Agenda item

LGPS Central Update.

Minutes:

The Board considered a report of the Director of Corporate Resources which provided an update on the outcome of the fit for the future consultation and pooling matters with LGPS Central. A copy of the report marked ‘Agenda Item 10’ is filed with these minutes.

 

The Chairman welcomed Mr. Richard Law-Deeks, Ms. Cara Forest, Ms. Jayne Atkinson, and Mr. Trevor Castledine from LGPS Central to the meeting for the agenda item who were present online. They provided a presentation as part of this item.
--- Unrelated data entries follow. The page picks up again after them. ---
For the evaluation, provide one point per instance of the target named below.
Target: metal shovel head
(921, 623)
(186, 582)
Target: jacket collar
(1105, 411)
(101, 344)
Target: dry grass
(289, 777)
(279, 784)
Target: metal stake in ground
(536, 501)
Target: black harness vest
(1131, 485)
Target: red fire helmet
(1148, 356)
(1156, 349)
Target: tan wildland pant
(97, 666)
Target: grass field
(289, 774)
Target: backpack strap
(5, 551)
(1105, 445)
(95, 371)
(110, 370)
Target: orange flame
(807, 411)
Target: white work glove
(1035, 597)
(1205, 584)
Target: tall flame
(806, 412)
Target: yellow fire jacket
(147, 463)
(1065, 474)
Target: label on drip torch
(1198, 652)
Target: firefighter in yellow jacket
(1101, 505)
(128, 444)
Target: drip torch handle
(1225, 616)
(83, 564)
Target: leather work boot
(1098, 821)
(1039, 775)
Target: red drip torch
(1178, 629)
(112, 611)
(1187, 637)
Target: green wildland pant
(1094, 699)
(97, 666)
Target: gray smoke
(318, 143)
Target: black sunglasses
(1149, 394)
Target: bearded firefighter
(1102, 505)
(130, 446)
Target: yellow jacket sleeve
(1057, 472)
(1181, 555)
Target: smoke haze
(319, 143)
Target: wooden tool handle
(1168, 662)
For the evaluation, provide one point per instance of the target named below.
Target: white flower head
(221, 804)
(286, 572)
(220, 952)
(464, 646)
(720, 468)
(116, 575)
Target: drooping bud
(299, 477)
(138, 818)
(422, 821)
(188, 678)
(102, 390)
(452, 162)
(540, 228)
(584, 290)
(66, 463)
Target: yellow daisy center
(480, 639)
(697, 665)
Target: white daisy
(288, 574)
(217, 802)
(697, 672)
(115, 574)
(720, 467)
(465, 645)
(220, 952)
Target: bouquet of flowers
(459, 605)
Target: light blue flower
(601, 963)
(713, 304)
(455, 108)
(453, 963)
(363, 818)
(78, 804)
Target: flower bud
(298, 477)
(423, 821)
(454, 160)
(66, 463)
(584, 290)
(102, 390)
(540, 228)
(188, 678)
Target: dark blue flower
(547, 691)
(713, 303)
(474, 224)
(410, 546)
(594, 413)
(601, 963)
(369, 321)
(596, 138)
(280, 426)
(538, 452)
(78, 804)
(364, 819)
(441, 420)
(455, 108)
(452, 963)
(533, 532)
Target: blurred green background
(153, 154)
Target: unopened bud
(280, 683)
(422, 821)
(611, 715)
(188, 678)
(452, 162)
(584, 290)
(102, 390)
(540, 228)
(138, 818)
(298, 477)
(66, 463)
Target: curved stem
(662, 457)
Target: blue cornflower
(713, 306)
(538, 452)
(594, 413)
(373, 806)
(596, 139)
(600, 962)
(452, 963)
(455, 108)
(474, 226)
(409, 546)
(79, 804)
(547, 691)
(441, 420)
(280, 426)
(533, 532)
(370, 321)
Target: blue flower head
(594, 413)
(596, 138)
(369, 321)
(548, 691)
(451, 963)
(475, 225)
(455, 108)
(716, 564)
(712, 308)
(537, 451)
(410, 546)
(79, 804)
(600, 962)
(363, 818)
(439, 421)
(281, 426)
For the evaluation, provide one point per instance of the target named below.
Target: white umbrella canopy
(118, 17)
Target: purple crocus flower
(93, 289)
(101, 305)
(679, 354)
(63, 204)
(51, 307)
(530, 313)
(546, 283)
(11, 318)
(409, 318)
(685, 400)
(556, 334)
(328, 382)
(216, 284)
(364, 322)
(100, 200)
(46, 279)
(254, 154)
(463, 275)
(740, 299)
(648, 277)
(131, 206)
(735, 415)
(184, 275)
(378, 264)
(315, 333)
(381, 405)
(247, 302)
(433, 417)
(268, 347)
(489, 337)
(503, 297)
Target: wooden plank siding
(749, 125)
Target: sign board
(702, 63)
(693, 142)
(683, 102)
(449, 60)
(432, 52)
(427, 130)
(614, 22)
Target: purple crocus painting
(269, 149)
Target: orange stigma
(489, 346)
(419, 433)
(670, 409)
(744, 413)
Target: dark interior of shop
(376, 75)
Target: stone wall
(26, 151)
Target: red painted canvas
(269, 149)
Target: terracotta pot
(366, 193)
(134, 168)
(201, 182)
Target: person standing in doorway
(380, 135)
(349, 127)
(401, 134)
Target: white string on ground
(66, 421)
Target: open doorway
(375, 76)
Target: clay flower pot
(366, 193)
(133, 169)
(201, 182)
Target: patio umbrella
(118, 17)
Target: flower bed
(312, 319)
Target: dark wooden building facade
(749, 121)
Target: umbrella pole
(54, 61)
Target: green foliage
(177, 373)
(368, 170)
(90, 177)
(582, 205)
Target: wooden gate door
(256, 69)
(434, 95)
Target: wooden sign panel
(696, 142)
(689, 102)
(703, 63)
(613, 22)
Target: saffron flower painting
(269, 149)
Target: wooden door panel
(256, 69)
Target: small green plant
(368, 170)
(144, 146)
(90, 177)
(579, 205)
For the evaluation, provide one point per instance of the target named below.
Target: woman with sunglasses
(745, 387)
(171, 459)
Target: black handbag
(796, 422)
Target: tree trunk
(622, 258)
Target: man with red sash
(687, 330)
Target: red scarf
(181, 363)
A copy of the presentation slides is filed with these minutes.

 

Arising from discussion, the following points were made:

 

  1. Currently £3.8billion of the £6.7billion LCC pension Fund was invested with LGPS Central, around 58% of the Fund.

 

  1. The Government had focussed on the LGPS with their pension review ‘Fit for the Future’ to boost growth and investment in the UK and had looked at the Canadian and Australian models for pension funds with the aim of accelerating pooling of pension funds, and widening the services that pension pools delivered, such as, local investment. The Government had requested that a plan be drawn up for the transition to new services, and LGPS Central had received good feedback from Government on its plan.

 

  1. LGPS Central had a range of different, diversified investment products which were updated and evolved in accordance with partner funds’ needs. When entering into partnerships with investment managers it was Central’s intention of forging long-term relationships, and there was a robust monitoring process in place following investment with regular due diligence on those managers.

 

  1. It was explained that with a passive approach to investment, for example listed equities, there would be a benchmark of different companies and a set percentage as to how much of the benchmark would be invested in particular companies, for example, how much to invest in Tesco. The fund manager would hold the exact benchmark percentage invested and would not make any active decisions to underweight or overweight that particular stock or company.

 

  1. In contrast with an active approach a fund manager would actually decide that they preferred one company over another and would hold a higher percentage versus the benchmark for that company.

 

  1. In response to a question as to who set the benchmark for passive investment, it was reported that different benchmarks were used internally, typically household names such as the FTSE, that would be chosen as appropriate for a particular fund.

 

  1. Members’ attention was drawn to the global multi-asset credit fund, and that the current underlying makeup of the fund was currently under review. Whilst figures in the report showed that performance was lower than the benchmark, the fund had performed well in Q2. It was further noted that long-term investments should be looked at with a 10-year plus lens as early investment had one-off costs at the start which depressed return, and it would take time before real returns were seen. Progress in relation to the review would be reported to the Committee at a future meeting.

 

  1. It was suggested that Government were taking a harder line and a more legislative approach to promoting pooling. LGPS Central as a company and with partner funds had put together a forward plan which would address some of the important needs and new requirements the government had imposed on pooling companies. However, it was clear that each individual administering authority would remain sovereign over their high-level investment strategy, but rather than obtaining principal advice from a third-party advisor would now need to take that advice from their pooling company, and an advisory function would need to be built.

 

RESOLVED:

 

That the LGPS Central update report and presentation be noted.